5. the behavioural characteristic extracting method according to claim 4 based on space-time frequency domain blended learning, which is characterized in that step " high-rise local reasoning is carried out to third time-space domain behavioural characteristic figure " in rapid S4, method are as follows:

The part constructed using M2 is affine, and nerve submodule in field calculates the third time-space domain behavioural characteristic figure group position i and office Portion field δ_iAffinity between interior neighbours, M2 are the natural number more than or equal to 1；Characteristic pattern after reasoning is the 4th space-time Domain behavioural characteristic figure.

6. a kind of behavioural characteristic extracting method based on space-time frequency domain blended learning characterized by comprising

Velocity information is obtained to the original difference on time dimension of the video behavior sequence based on skeleton, construction includes position and speed The behavior sequence of degree；

Respectively to the behavior sequence channel of position and speed using the described in any item step S1- step S5 of claim 1-5 into Row processing, obtains the feature vector of corresponding speed and the feature vector of corresponding position；

Described eigenvector is spliced to obtain splicing feature vector, the behavioural characteristic vector of extraction is velocity characteristic vector, position Feature vector and splicing feature vector.

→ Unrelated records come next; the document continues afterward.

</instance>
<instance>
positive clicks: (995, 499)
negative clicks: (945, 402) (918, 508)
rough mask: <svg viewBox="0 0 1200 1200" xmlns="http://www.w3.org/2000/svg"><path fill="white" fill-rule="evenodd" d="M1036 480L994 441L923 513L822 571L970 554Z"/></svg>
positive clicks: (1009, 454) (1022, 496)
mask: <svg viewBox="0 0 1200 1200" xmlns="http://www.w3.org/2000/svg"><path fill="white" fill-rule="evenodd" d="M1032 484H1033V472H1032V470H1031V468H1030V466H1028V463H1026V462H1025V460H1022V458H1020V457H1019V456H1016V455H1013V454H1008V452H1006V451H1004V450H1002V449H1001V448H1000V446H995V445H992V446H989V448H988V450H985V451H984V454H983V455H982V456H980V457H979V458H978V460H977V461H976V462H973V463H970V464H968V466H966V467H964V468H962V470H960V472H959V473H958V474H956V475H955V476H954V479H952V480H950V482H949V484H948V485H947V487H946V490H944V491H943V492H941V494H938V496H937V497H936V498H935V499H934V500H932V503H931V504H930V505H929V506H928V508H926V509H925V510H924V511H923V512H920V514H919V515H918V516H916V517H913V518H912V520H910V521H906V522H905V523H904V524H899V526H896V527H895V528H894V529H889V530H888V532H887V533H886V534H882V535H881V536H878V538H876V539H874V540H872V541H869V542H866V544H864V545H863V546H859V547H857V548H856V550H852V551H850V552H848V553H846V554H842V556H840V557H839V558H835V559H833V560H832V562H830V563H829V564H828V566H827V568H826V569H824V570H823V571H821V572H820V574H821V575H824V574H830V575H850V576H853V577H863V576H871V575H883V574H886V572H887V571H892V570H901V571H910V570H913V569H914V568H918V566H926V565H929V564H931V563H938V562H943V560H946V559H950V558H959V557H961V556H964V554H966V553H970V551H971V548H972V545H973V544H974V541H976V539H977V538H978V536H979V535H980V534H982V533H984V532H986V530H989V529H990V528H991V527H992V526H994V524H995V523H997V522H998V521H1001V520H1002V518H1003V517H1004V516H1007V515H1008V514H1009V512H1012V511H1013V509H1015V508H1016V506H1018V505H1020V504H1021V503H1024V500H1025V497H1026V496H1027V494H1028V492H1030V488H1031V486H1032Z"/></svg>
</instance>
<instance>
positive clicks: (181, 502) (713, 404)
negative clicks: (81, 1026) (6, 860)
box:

7. a kind of behavioural characteristic extraction system based on space-time frequency domain blended learning, which is characterized in that obtained including video sequence Module, adaptive transformation module, frequency-selecting module, it is local with non local synchronous reasoning module, it is high-rise local reasoning module, complete Office's pond module, splicing module, output module；

The video sequence obtains module, is configured to obtain the video behavior sequence based on skeleton, as original video behavior sequence Column；

The adaptive transformation module is configured in time-space domain in such a way that augmentation optimizes, it is special to extract the first time-space domain behavior Sign figure；

The frequency-selecting module is configured to the first time-space domain behavioural characteristic figure feeding frequency domain noticing that network carries out frequency choosing It selects, the frequency domain behavioural characteristic figure of acquisition is transformed into time-space domain and is added with the first time-space domain behavioural characteristic figure, the second space-time is obtained Domain behavioural characteristic figure；

The part and non local synchronous reasoning module are configured to the part and non-of carrying out synchronous to the second time-space domain behavioural characteristic figure Local reasoning, and be added to obtain third time-space domain behavioural characteristic figure in a manner of residual error with the first time-space domain behavioural characteristic figure；

The high-rise local reasoning module is configured to carry out third time-space domain behavioural characteristic figure high-rise local reasoning, obtains the Four time-space domain behavioural characteristic figures；

The global pool module is configured to the 4th time-space domain behavioural characteristic figure group global pool it is special to obtain corresponding behavior Levy vector；

8. a kind of storage device, wherein being stored with a plurality of program, which is characterized in that described program is suitable for being loaded and being held by processor Row is to realize the behavioural characteristic extracting method described in any one of claims 1-6 based on space-time frequency domain blended learning.

9. a kind of processing unit, including

Processor is adapted for carrying out each program；And

Storage device is suitable for storing a plurality of program；

It is characterized in that, described program is suitable for being loaded by processor and being executed to realize:

Behavioural characteristic extracting method described in any one of claims 1-6 based on space-time frequency domain blended learning.